Nach der Verabschiedung der neuen EU-Verordnung zum Recycling von Altfahrzeugen (End-of-life-vehicles Regulation, ELVR) begrüßt der TecPart – Verband Technische Kunststoff-Produkte e.V. laut einer Mitteilung die aus seiner Sicht positiven Signale, die von den in der ELVR vorgesehenen Rezyklateinsatzquoten für Kunststoffe ausgingen. In den Vorgaben sieht TecPart einen wichtigen Impuls für Investitionen in das Kunststoffrecycling und die Kreislaufinfrastruktur für die Verwertung von Altfahrzeugen. Gleichzeitig weist der Geschäftsführer des TecPart, Michael Weigelt, auf die aus Verbandssicht großen Hürden bis zum Inkrafttreten im Jahr 2032 hin.
Um die vorgegebenen Rezyklateinsatzquoten ab dem Jahr 2032 von 15 Prozent der im Fahrzeugbau eingesetzten Kunststoffe, die ab 2036 auf 25 Prozent steigen soll, zu erreichen, seien umfangreiche Anpassungen und Investitionen notwendig. Diese beträfen nicht nur die saubere Sammlung von Kunststoffabfällen, sondern auch eine deutlich höhere Ausbeute an einsetzbaren Rezyklaten. Zudem müssten die im Fahrzeugbau benötigten hochwertigen Rezyklate aus einem eher verschmutzten Abfallstrom gewonnen werden, was aufwändige neue Behandlungsschritte erfordere und die Kosten entlang der Lieferkette in die Höhe treibe. Auch die Demontagekapazitäten für Kunststoffe aus Altfahrzeugen sind laut TecPart bislang noch nicht ausreichend vorhanden und müssten zügig ausgebaut werden. Gleichzeitig verschärften steigende Rezyklatquoten in anderen Segmenten, wie etwa bei Verpackungen, die Marktlage zusätzlich. Somit droht laut TecPart ein Engpass bei den benötigten Rezyklatmengen, besonders hinsichtlich höherer Qualitäten. Die anhaltende Konkurrenz durch sehr günstige Primärkunststoffe aus Drittländern steht für den Verband jedoch im Fokus.

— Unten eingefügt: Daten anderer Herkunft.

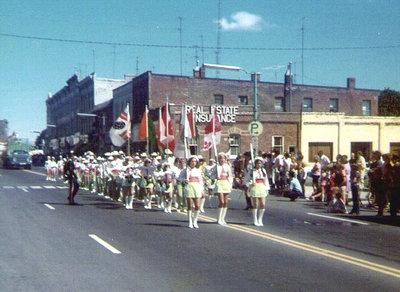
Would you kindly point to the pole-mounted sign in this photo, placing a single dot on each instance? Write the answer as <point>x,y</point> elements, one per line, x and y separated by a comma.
<point>255,128</point>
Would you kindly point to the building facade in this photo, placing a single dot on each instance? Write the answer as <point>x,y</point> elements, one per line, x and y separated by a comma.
<point>279,106</point>
<point>65,128</point>
<point>285,111</point>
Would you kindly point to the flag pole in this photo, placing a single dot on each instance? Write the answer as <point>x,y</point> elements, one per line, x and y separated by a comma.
<point>147,130</point>
<point>130,132</point>
<point>166,115</point>
<point>184,113</point>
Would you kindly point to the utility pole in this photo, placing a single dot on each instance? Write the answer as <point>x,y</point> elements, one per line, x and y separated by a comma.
<point>94,60</point>
<point>217,52</point>
<point>113,61</point>
<point>302,51</point>
<point>202,49</point>
<point>180,40</point>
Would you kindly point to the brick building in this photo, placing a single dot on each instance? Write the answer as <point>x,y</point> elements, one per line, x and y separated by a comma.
<point>280,106</point>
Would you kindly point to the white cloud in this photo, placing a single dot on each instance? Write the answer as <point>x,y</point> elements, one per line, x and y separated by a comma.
<point>242,20</point>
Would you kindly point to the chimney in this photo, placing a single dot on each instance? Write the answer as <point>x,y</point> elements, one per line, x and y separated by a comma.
<point>255,75</point>
<point>199,72</point>
<point>351,83</point>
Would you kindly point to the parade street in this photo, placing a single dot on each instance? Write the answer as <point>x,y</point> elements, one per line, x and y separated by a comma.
<point>98,245</point>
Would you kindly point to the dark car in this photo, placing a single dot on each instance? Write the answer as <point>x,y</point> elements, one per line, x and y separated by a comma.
<point>19,159</point>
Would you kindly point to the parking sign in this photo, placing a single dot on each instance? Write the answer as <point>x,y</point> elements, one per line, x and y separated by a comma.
<point>255,128</point>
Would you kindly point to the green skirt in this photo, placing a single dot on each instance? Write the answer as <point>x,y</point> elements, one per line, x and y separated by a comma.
<point>258,191</point>
<point>193,190</point>
<point>222,187</point>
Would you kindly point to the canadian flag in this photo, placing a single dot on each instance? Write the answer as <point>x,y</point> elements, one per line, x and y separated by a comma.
<point>212,131</point>
<point>165,132</point>
<point>120,132</point>
<point>144,127</point>
<point>187,125</point>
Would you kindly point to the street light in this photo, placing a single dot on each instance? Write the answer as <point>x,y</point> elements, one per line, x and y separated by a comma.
<point>96,116</point>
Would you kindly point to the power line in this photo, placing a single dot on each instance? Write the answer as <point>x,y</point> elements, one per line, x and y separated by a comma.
<point>193,46</point>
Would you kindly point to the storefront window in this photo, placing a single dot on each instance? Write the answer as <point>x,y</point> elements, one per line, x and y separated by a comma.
<point>218,99</point>
<point>243,100</point>
<point>307,104</point>
<point>333,105</point>
<point>234,145</point>
<point>277,143</point>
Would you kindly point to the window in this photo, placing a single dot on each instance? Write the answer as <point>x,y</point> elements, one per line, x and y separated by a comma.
<point>307,104</point>
<point>364,147</point>
<point>366,107</point>
<point>218,99</point>
<point>395,148</point>
<point>315,147</point>
<point>333,105</point>
<point>243,100</point>
<point>278,104</point>
<point>277,143</point>
<point>234,144</point>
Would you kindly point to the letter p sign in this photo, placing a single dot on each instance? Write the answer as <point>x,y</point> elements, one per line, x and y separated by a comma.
<point>255,128</point>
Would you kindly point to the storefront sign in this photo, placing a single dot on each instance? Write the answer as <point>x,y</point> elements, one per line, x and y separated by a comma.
<point>226,114</point>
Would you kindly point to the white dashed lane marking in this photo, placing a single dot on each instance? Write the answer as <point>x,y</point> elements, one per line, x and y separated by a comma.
<point>104,243</point>
<point>49,206</point>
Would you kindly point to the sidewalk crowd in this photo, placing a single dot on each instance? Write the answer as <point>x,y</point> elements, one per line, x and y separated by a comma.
<point>169,182</point>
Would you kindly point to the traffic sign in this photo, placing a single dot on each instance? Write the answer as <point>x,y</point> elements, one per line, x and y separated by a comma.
<point>255,128</point>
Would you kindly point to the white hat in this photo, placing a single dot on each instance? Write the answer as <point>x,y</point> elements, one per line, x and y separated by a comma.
<point>193,157</point>
<point>258,158</point>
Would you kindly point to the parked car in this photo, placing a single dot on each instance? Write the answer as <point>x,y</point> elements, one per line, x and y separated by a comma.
<point>18,159</point>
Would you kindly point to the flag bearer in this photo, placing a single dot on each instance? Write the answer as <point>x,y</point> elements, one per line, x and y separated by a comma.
<point>192,178</point>
<point>257,181</point>
<point>223,185</point>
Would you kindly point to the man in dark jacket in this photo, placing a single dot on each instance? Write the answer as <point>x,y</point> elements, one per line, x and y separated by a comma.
<point>71,176</point>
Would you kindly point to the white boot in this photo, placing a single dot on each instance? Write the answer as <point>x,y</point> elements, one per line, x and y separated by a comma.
<point>260,216</point>
<point>126,202</point>
<point>190,219</point>
<point>224,210</point>
<point>202,201</point>
<point>220,211</point>
<point>130,202</point>
<point>254,211</point>
<point>195,218</point>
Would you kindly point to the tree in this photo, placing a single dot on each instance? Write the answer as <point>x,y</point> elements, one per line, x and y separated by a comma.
<point>389,103</point>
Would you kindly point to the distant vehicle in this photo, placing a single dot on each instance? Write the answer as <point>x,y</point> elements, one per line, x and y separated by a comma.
<point>18,159</point>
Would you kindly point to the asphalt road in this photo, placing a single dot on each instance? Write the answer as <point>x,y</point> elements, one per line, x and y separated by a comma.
<point>47,245</point>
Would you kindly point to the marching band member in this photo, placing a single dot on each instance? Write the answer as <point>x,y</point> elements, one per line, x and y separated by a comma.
<point>223,186</point>
<point>129,184</point>
<point>192,178</point>
<point>257,181</point>
<point>167,187</point>
<point>210,182</point>
<point>147,182</point>
<point>158,176</point>
<point>180,196</point>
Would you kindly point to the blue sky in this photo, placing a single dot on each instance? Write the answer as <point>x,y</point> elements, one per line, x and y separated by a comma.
<point>342,38</point>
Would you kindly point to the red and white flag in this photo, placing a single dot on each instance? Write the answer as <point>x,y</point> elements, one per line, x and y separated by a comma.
<point>212,131</point>
<point>144,129</point>
<point>187,124</point>
<point>165,132</point>
<point>121,131</point>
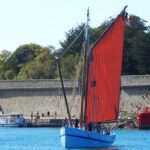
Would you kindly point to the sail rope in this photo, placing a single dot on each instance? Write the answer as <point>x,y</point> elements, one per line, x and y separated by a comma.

Aus Sicht von TecPart ließe sich der Rezyklatengpass teilweise entschärfen, wenn auch Produktionsabfälle angerechnet werden könnten, was die Verordnung bisher nicht vorsieht. Für Rainer Zies, Geschäftsführer der MKV-Kunststoffgranulate und Mitglied des TecPart-Vorstandes, ist es unverständlich, warum diese Rezyklate nicht für die Quote zählen. Schon heute sei absehbar, dass selbst mit den sogenannten Post-Industrial-Rezyklaten (PIR) die erforderlichen Mengen bei wichtigen technischen Kunststoffen nicht erreicht werden könnten. TecPart fordert daher, grundsätzlich alle Sekundärmaterialien zuzulassen und die Vorgaben anzupassen, wenn der Markt sich selbst trage.